Nous sommes fin  décembre 2019 – début janvier 2020. L’hiver vient de débuter officiellement au calendrier et la saison de ski devrait commencer à battre son plein. Le problème, c’est que le réchauffement climatique est en train de brouiller les cartes et toutes les stations ne sont pas logées à la même enseigne. Si les stations alpines de haute altitude bénéficient de condition d’enneigement favorables, il n’en va pas de même de leurs homologues de moyenne et basse montagne. Celles du Jura et du Massif Central, en particulier, font grise mine. La situation n’est pas brillante non plus dans les Pyrénées où de nombreuses pistes restent fermées. La France connaît ces jours-ci un régime de hautes pressions et de nouvelles chutes de neige ne sont pas prévues à court terme par Météo France.

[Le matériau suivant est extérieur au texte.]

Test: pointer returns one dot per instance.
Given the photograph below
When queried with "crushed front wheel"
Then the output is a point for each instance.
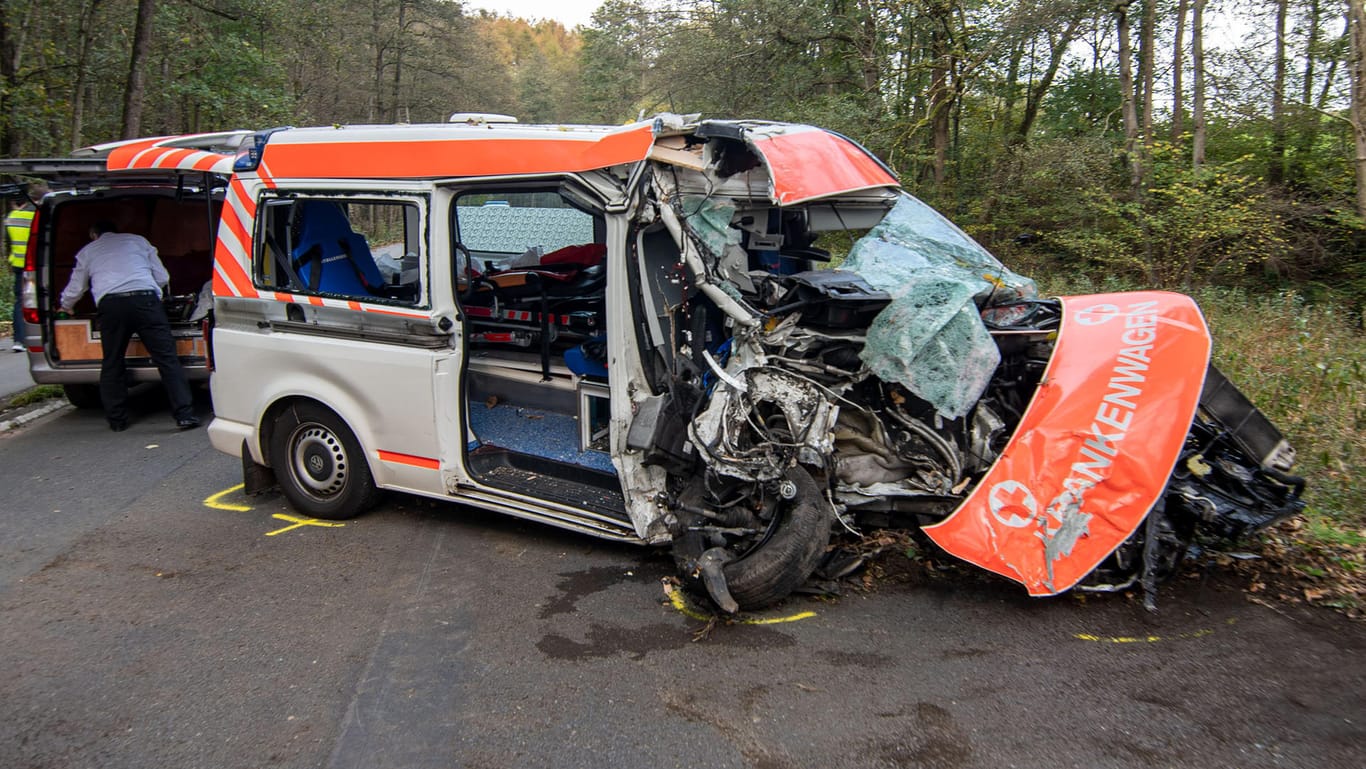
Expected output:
(767, 570)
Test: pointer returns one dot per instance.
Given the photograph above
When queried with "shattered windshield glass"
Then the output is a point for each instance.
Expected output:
(930, 338)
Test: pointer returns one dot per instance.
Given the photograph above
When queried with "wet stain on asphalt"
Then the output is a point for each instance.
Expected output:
(965, 653)
(933, 740)
(857, 659)
(577, 585)
(607, 641)
(758, 754)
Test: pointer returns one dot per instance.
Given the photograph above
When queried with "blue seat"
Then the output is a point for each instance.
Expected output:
(329, 256)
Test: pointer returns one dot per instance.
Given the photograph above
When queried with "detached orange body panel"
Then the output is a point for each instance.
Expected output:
(1096, 445)
(809, 163)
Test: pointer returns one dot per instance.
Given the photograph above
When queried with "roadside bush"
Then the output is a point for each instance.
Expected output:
(1303, 365)
(1187, 228)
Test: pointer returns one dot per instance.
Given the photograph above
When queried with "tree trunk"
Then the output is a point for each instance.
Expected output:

La neige est pourtant un enjeu économique. Avec 10 millions de touristes par an dans les stations, et 53 millions de forfaits journaliers, la France est numéro 3, derrière les États-Unis et l’Autriche. L’or blanc génère deux milliards d’euros de chiffre d’affaire et 120 000 emplois, mais la poule a peut-être pondu la plus grande quantité de ses œufs d’or ! Le GIEC prévoit un réchauffement climatique au-delà de 2,5°C 2100, et la neige aura probablement déserté une grande partie de nos montagnes d’ici là. Comme on peut le lire sur le site web de la radio France Info, « il faudra faire du ski dans la Cordillère des Andes ou dans l’Himalaya ! »
Certes, il y aura encore des périodes d’enneigement, mais une étude récente prévoit que les stations situées autour de 1500 mètres perdront dans quelques années 100 jours de neige par an, particulièrement en début et fin de saison. En conséquence, de plus en plus de stations s’équipent de canons à neige, en sachant que pour que ces enneigeurs fonctionnent il faut des températures suffisamment basses, ce qui n’est pas gagné ! En plus, ces canon à neige sont très gourmands : Pour un hectare à enneiger, il faut pulvériser 4 000 m3 d’eau, l’équivalent d’une piscine olympique. Pour l’ensemble des pistes les plus menacées, c’est 28 milliards de litres d’eau, c’est la consommation en eau potable de 540 000 habitants par an. On va me rétorquer que cette eau provient de réserves collinaires et ne tire donc pas sur le réseau d’alimentation domestique. C’est vrai, mais suffiront-elles toujours à produire la neige de culture ?
Un autre article de France Info donne l’exemple de la station de ski d’Auron (Alpes-Maritimes) qui a recours aux enneigeurs pour compenser l’absence de neige naturelle causée par le réchauffement climatique. Pour assurer une quantité suffisante, la station a investi 28 millions d’euros dans la neige de culture depuis 2002. 405 enneigeurs ont ainsi été installés. Leur production n’a cessé d’augmenter ces dernières années, mais le coût est considérable: un euro le mètre cube de neige fabriqué. Depuis le début de la saison, la station a ainsi dépensé 75 000 euros. De plus, la ressource en eau pose problème. Stockée dans une réserve collinaire, elle s’évapore en partie lors de la production de neige de culture. Pourtant, sans de tels équipements, l’avenir de la station serait compromis. Dans cette partie des Alpes, les scientifiques expliquent que l’enneigement hivernal moyen pourrait baisser de 10 à 40 % d’ici 2050.

Source : France Info.

Sans canons à neige, la saison de ski serait fortement compromise (Photo: C. Grandpey)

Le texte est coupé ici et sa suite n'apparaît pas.